Which is R’s way of saying,

\[\tiny{\mathbf{Y} = \begin{bmatrix} 2 & -1 \\ 3 & -2 \\ 2 & 0 \\ 5 & 0 \\ 6 & 1 \\ 8 & -1 \\ \end{bmatrix}} \]

\(\small\mathbf{Y}\) is a matrix and a data frame. Row vectors are observations for the variables represented as column vectors. The dimensions of \(\small\mathbf{Y}\) are \(\small n \times p\) for the \(\small n\) observations of subjects for \(\small p\) variables.

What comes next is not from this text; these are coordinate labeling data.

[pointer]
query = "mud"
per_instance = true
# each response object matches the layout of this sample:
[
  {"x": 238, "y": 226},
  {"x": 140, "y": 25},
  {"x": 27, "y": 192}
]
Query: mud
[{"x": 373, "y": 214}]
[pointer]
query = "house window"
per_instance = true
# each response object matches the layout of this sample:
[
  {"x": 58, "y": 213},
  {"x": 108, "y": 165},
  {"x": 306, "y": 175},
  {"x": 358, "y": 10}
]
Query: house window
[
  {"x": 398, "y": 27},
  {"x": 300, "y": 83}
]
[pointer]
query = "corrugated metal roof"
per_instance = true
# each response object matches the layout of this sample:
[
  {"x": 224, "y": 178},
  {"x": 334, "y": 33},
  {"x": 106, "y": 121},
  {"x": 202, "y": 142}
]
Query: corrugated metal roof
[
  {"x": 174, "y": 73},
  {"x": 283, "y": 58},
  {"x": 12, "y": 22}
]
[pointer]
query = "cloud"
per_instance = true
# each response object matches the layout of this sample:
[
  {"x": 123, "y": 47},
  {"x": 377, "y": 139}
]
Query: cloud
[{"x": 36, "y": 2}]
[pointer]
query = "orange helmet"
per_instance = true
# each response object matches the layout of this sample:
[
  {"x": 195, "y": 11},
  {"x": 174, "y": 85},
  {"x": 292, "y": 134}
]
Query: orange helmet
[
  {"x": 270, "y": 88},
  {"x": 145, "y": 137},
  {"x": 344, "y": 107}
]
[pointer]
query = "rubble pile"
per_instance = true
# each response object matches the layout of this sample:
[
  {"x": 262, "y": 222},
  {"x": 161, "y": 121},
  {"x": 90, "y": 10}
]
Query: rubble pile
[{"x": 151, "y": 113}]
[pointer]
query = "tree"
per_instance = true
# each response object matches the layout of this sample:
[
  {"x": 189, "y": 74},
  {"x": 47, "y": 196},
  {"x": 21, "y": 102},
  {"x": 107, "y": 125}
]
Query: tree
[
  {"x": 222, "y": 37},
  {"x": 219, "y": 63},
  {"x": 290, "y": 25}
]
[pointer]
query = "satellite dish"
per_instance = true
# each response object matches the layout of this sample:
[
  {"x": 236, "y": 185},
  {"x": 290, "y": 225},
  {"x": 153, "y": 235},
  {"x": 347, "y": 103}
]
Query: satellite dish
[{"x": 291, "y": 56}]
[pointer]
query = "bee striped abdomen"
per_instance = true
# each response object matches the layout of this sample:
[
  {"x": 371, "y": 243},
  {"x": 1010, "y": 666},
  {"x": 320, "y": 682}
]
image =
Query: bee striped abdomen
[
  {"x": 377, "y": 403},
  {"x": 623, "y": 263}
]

Matrix Addition, Subtraction, Multiplication

Matrix addition and subtraction

Matrix addition and subtraction is no different than vector addition and subtraction. Matrices have to have commensurate dimensions (same \(\small{n} \times p\)).

Matrix multiplication

Matrix multiplication is nothing more than systematic calculation of vector inner-products and arrangement of these into precise corresponding elements of a new matrix. Like vectors, inner dimensions must match and the product is defined by the outer dimensions. The simplest way to define this is as follows

Let \(\small{\mathbf{X}}\) be an \(\small{n} \times k\) matrix and let \(\small\mathbf{Y}\) by an \(\small n \times p\) matrix, such that

\[ \small \mathbf{X} = \begin{bmatrix} \mathbf{x}_1 & \mathbf{x}_2 & \cdots & \mathbf{x}_k \end{bmatrix} \] and

\[ \small\mathbf{Y} = \begin{bmatrix} \mathbf{y}_1 & \mathbf{y}_2 & \cdots & \mathbf{y}_p \end{bmatrix} \] Note that each \(\small\mathbf{x}_i\) column vector is \(\small n \times 1\) in dimension for \(\small k\) vectors and each \(\small\mathbf{y}_i\) is \(\small n \times 1\) in dimension for \(p\) vectors. Thus, we could multiply as:

Matrix Addition, Subtraction, Multiplication (Cont.)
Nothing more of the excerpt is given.